The conflicting superiority/inferiority complex extends to many areas. Germans are delighted by all matters concerning “die Qveen” (the German word Königin is not adequate to describe someone regarded in Germany as an amusing and very expensive mascot). This all stems from the Second World War, of course. The German at the end of the Fawlty Towers episode who wonders aloud, shaking his head in bemusement and resignation, “However did they win?” is asking a question that Germans subconsciously ask themselves all the time.
This indulgent love for the British was much demonstrated yesterday when we found out that Britain’s massive state budget cuts mean that the Rhine army, the remnants of Britain’s occupying force, is finally going to be withdrawn. Even if the decision was finally forced by fiscal restrictions, Britain has now concluded that the Germans are not planning a counter-attack.

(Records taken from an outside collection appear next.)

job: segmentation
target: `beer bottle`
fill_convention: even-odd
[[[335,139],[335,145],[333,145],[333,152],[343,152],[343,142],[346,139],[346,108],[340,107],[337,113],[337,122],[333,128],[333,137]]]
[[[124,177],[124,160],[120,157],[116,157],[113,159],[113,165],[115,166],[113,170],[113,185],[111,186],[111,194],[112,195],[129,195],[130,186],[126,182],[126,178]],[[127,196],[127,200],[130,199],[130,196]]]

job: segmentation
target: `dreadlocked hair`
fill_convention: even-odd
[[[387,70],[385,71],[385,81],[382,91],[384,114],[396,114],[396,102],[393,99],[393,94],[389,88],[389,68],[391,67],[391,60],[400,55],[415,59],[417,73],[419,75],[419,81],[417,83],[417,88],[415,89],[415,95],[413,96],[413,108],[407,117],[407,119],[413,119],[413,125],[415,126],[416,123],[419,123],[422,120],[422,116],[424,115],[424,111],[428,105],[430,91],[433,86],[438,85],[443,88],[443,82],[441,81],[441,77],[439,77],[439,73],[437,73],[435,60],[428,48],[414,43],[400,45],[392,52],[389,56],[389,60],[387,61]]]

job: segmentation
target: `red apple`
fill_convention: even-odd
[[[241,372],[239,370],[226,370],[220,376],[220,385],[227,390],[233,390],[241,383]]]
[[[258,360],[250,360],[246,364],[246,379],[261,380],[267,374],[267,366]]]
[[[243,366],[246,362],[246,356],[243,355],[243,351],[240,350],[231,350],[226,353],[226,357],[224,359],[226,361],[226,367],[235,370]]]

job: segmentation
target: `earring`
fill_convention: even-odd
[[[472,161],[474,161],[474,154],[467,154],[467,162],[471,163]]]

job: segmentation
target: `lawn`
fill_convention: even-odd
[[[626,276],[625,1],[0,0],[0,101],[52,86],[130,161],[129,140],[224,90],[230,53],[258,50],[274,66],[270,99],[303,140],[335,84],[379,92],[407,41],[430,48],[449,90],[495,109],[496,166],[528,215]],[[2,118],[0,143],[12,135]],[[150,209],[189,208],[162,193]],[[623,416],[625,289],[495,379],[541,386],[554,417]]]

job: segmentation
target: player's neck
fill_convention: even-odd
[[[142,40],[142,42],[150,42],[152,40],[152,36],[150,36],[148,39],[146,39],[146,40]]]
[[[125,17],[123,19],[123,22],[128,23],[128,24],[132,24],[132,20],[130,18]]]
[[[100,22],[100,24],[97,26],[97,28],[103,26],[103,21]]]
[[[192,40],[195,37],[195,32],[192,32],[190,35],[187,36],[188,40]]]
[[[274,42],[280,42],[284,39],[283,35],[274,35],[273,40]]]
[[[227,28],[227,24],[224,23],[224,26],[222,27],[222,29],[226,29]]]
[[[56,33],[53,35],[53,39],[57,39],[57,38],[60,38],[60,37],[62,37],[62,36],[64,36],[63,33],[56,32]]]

People in places like Paderborn and Gütersloh were really upset. Of course, this is partly because of the economic hole that will be left over. But in this excellent article, which speaks to some of the communities where the British soldiers live, you sense the devastation is emotional too. Apparently some Germans have basically fallen in love with their erstwhile conquerors, in a kind of massive half-century-long Stockholm-type way.